Bahailerin en önemli sosyal düzeni olan on iki öğretisi arasında en ünlülerinden biri, insan dünyasının birliğidir. Bu öğreti sadece önemli bir öğreti olarak tanıtılmakla kalmamakta, aynı zamanda Bahai inancinin ana ekseni, kökü ve temeli olarak da değerlendirilmektedir. Abdülbaha, neredeyse tüm konuşmalarında ve yazılarının çoğunda, insan dünyasının birliğine az çok atıfta bulunmuş ve bunu Bahai öğretilerinin ana odağı olarak adlandırmıştır. Başlıca liderlerin dışında Bahai misyonerleri de bu öğretiden çok şey öğrenirler ve kitapçıklarında insan dünyasının birliğinden bir Bahai şaheseri olarak bahsederler. İlk başta bu öğreti ve vurguyla karşılaştığımızda aklımıza tüm insanlara karşı nezaket ve hoşgörü gelir; Ancak toplumda bu öğretinin nasıl oluşturulacağı konusunda Bahai kitaplarına atıfta bulunulduğunda Bahai kitaplarına başvurduğumuzda, insan dünyasının birliğine tamamen aykırı olan birçok içerik görüyoruz ki, Bahailerin sloganları göz önüne alındığında ilk başta buna inanılması zordur..
Giriş:
Her çağda farklı toplumlardan insanlar barış, birlik, uzlaşma ve dostluk arayışındadır. İnsanların barış yaratmaya yönelik bu ilgisi, huzursuzluk çağında daha fazla görülmektedir. İnsanlar, insan toplumlarının ilerlemesinin birlik ve barış temelinde sağlanacağına inanıyor. Bu nedenle tarih boyunca pek çok kişi milletler arasında barış ve dostluğun tesis edilmesi iddiasında bulunmuş, bu iddia düzeyine ulaşmış ve bu iddia sahiplerinin çoğu zaman barışa ve dostluğa aykırı davranışlar sergilemiştir. Bu makaledeki amacımız Bahai inancında birlik ve barışı incelemektir. Bahailerin ilgiyle vaaz ettiği ve büyük önem verdiği on iki öğretiden biri de insan dünyasının birliğidir. Bahailer, Bahai inancinin öğretilerinin orijinal olduğunu iddia ediyorlar.

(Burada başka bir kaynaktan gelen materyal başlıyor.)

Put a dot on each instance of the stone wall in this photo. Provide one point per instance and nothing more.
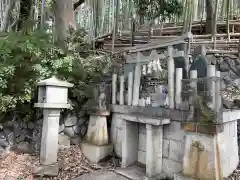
(173, 144)
(26, 136)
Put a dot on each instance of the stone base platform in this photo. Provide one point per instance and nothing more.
(96, 153)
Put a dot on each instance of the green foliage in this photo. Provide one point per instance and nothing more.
(26, 58)
(163, 9)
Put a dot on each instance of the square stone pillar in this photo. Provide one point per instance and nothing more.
(49, 141)
(129, 143)
(154, 145)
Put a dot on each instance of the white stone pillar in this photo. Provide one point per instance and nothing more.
(49, 141)
(178, 96)
(114, 88)
(129, 143)
(193, 75)
(211, 72)
(218, 95)
(121, 101)
(170, 77)
(149, 151)
(136, 86)
(130, 88)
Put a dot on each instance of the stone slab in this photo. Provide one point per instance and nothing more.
(161, 112)
(146, 120)
(170, 167)
(182, 177)
(174, 131)
(96, 153)
(101, 176)
(132, 172)
(176, 151)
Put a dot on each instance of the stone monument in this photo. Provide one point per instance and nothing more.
(96, 145)
(52, 98)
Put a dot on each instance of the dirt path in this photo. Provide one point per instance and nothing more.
(19, 166)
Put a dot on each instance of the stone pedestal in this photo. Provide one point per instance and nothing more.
(52, 97)
(96, 146)
(211, 151)
(154, 143)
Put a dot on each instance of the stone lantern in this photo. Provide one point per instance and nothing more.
(52, 98)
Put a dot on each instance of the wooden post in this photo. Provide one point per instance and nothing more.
(178, 97)
(130, 88)
(114, 88)
(121, 101)
(170, 77)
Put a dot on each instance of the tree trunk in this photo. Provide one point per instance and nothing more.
(209, 18)
(64, 19)
(25, 12)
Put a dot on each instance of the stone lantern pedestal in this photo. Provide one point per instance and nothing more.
(52, 98)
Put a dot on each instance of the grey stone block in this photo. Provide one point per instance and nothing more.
(176, 151)
(171, 167)
(46, 170)
(166, 148)
(63, 141)
(142, 157)
(96, 153)
(142, 142)
(173, 131)
(142, 128)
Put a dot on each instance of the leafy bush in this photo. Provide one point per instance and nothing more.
(26, 58)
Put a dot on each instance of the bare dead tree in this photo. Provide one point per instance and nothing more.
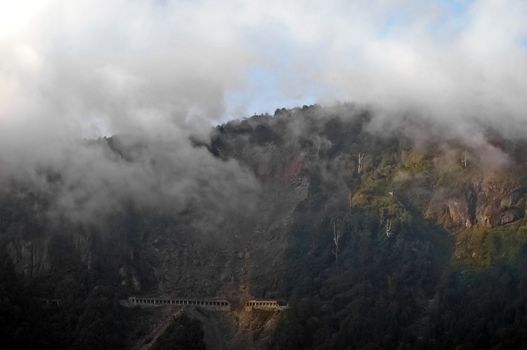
(360, 163)
(388, 228)
(337, 235)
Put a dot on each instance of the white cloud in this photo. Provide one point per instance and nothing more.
(163, 69)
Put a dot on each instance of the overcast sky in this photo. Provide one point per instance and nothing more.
(159, 71)
(103, 66)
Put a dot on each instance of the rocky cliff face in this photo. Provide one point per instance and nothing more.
(347, 215)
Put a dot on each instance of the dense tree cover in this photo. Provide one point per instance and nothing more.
(184, 333)
(423, 283)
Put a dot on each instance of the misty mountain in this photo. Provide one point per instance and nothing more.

Bahai liderler ve misyonerler, insanın arzularından biri olan barış ve dostluk mesajını, insan dünyasının birliğini öğretme biçiminde sunarlar. Bu yazımızda öncelikle bu öğretiyi Bahai inanci liderlerinin bakış açısıyla inceleyip sundukları tanımı bulacağız, ardından onların davranış ve konuşmalarındaki doğruluğunu karşılaştıracağız. Bunun için Bahai liderlerinin ana kitaplarına gittik ve insan dünyasının birliğini sağlamayı ve bu öğretinin nasıl uygulanacağını hedefleyen kitapları inceleyeceğiz. Açıktır ki, eğer Bahai öğretileri ile bu inanc arasında iç çelişkiler keşfedilirse, bu inancın ilahi olmadığını gösterecektir. Çünkü Kur’an-ı Kerim şöyle buyuruyor :(Nisa Suresi, 82. ayet)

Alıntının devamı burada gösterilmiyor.